Oct/Nov Newsletter

Oct/Nov Newsletter
Hanna bralette and self drafted thong for Halloween!

Halloween Set

Content Sewing

Halloween is my favorite holiday and I found this black lace that reminded me of spiderwebs that I couldn’t pass up! Orange isn’t a color I normally wear, but layered with the black lace, I think it suits me very well if I do say so myself 😄

Inside of the bralette. You can see all the seams are encased and I used the suggested clear elastic around the lace edges.

This is my first bralette and it was so easy to sew! The pattern is the Hanna Bralette from Studio Costura and is the first pattern I would actually recommend to beginners. I will be writing a separate blog post reviewing the pattern soon, but the short version is I only needed to make a few alterations before getting a perfect fit.

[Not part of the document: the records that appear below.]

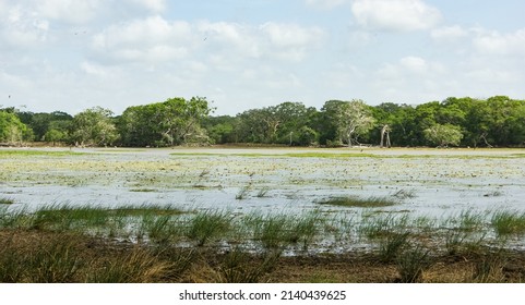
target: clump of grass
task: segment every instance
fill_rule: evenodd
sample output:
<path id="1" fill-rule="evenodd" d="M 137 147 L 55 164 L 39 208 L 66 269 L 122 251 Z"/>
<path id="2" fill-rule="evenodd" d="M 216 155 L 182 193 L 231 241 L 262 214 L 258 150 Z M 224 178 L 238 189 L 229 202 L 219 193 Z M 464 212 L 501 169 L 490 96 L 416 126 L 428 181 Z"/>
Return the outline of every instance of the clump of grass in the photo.
<path id="1" fill-rule="evenodd" d="M 319 211 L 298 216 L 253 213 L 244 218 L 253 239 L 266 249 L 283 248 L 297 243 L 301 243 L 302 248 L 307 249 L 323 221 Z"/>
<path id="2" fill-rule="evenodd" d="M 502 253 L 488 252 L 474 261 L 472 277 L 474 282 L 497 283 L 504 281 L 505 258 Z"/>
<path id="3" fill-rule="evenodd" d="M 389 213 L 380 217 L 363 217 L 358 228 L 359 234 L 369 240 L 389 236 L 392 232 L 405 230 L 409 218 L 406 215 L 394 216 Z"/>
<path id="4" fill-rule="evenodd" d="M 360 198 L 355 196 L 332 197 L 319 202 L 320 205 L 339 206 L 339 207 L 357 207 L 357 208 L 379 208 L 397 205 L 398 202 L 387 197 L 368 197 Z"/>
<path id="5" fill-rule="evenodd" d="M 134 248 L 130 253 L 115 259 L 104 261 L 102 268 L 87 277 L 95 283 L 152 283 L 166 280 L 172 264 L 159 259 L 144 248 Z"/>
<path id="6" fill-rule="evenodd" d="M 465 232 L 475 232 L 484 229 L 486 222 L 487 211 L 466 209 L 462 210 L 460 215 L 446 219 L 444 225 Z"/>
<path id="7" fill-rule="evenodd" d="M 224 235 L 230 228 L 231 216 L 228 212 L 203 211 L 190 220 L 187 236 L 202 246 L 207 241 Z"/>
<path id="8" fill-rule="evenodd" d="M 237 192 L 237 195 L 235 195 L 235 198 L 237 200 L 246 199 L 249 192 L 250 192 L 250 185 L 244 185 L 239 190 L 239 192 Z"/>
<path id="9" fill-rule="evenodd" d="M 139 231 L 139 239 L 146 235 L 150 242 L 156 244 L 168 244 L 174 237 L 182 235 L 182 229 L 170 215 L 144 215 Z"/>
<path id="10" fill-rule="evenodd" d="M 464 231 L 451 229 L 444 236 L 446 254 L 458 255 L 465 246 L 468 234 Z"/>
<path id="11" fill-rule="evenodd" d="M 131 188 L 130 192 L 153 193 L 153 192 L 157 192 L 157 190 L 154 190 L 154 188 Z"/>
<path id="12" fill-rule="evenodd" d="M 397 199 L 408 199 L 416 197 L 416 192 L 414 190 L 399 190 L 395 192 L 392 196 L 396 197 Z"/>
<path id="13" fill-rule="evenodd" d="M 76 249 L 77 236 L 31 239 L 20 245 L 12 236 L 0 249 L 0 281 L 65 283 L 76 279 L 83 263 Z"/>
<path id="14" fill-rule="evenodd" d="M 219 267 L 219 282 L 225 283 L 256 283 L 260 279 L 272 271 L 278 259 L 281 252 L 266 252 L 261 257 L 261 261 L 239 247 L 230 251 Z"/>
<path id="15" fill-rule="evenodd" d="M 263 187 L 263 188 L 259 190 L 259 192 L 256 193 L 255 196 L 256 196 L 258 198 L 266 197 L 269 191 L 270 191 L 270 187 Z"/>
<path id="16" fill-rule="evenodd" d="M 382 237 L 379 242 L 379 259 L 382 263 L 395 261 L 401 252 L 408 246 L 409 236 L 409 232 L 393 232 L 392 234 Z"/>
<path id="17" fill-rule="evenodd" d="M 422 282 L 423 271 L 431 266 L 430 251 L 415 246 L 397 256 L 396 268 L 402 283 Z"/>
<path id="18" fill-rule="evenodd" d="M 525 234 L 525 212 L 496 211 L 492 215 L 491 224 L 499 236 Z"/>
<path id="19" fill-rule="evenodd" d="M 2 197 L 0 198 L 0 205 L 5 205 L 5 206 L 9 206 L 9 205 L 14 205 L 15 202 L 13 198 L 7 198 L 7 197 Z"/>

Close up of bralette cup stitching.

I always have to alter the area where the back band and and outer cup pieces meet because I have a very rounded torso, which leads to gaping in the underarm. To fix the issue, I removed a 1/4" wedge from the outer cup piece where it joins with the back band. The second alteration really doesn't even count, because it was adjusting the back band to fit my clasp.

To match the bralette, I decided to draft a thong pattern. It’s a very simple pair of underwear that I used as a canvas for fitting in pieces of leftover lace. I ordered 2 yards of lace, which was not quite enough for a set. I had tiny scraps that I was able to either sew in or use as appliques over the orange jersey fabric, which looks intentional...but I spent way too long piecing lace scraps together haha.

Jackie Dress

Personal Sewing

Have you ever purchased a pattern and then not sewn with it for years? 🤣 I think this is a universal sewist experience and the Jackie Dress from Victory Patterns was purchased 2 years ago along with the fabric.  I am not sure why I never sewed it, but I am glad I waited because it truly is a more advanced pattern (as suggested by the pattern itself). No one part was difficult, but there are so many pieces that any alterations require good record keeping and memory to not miss anything.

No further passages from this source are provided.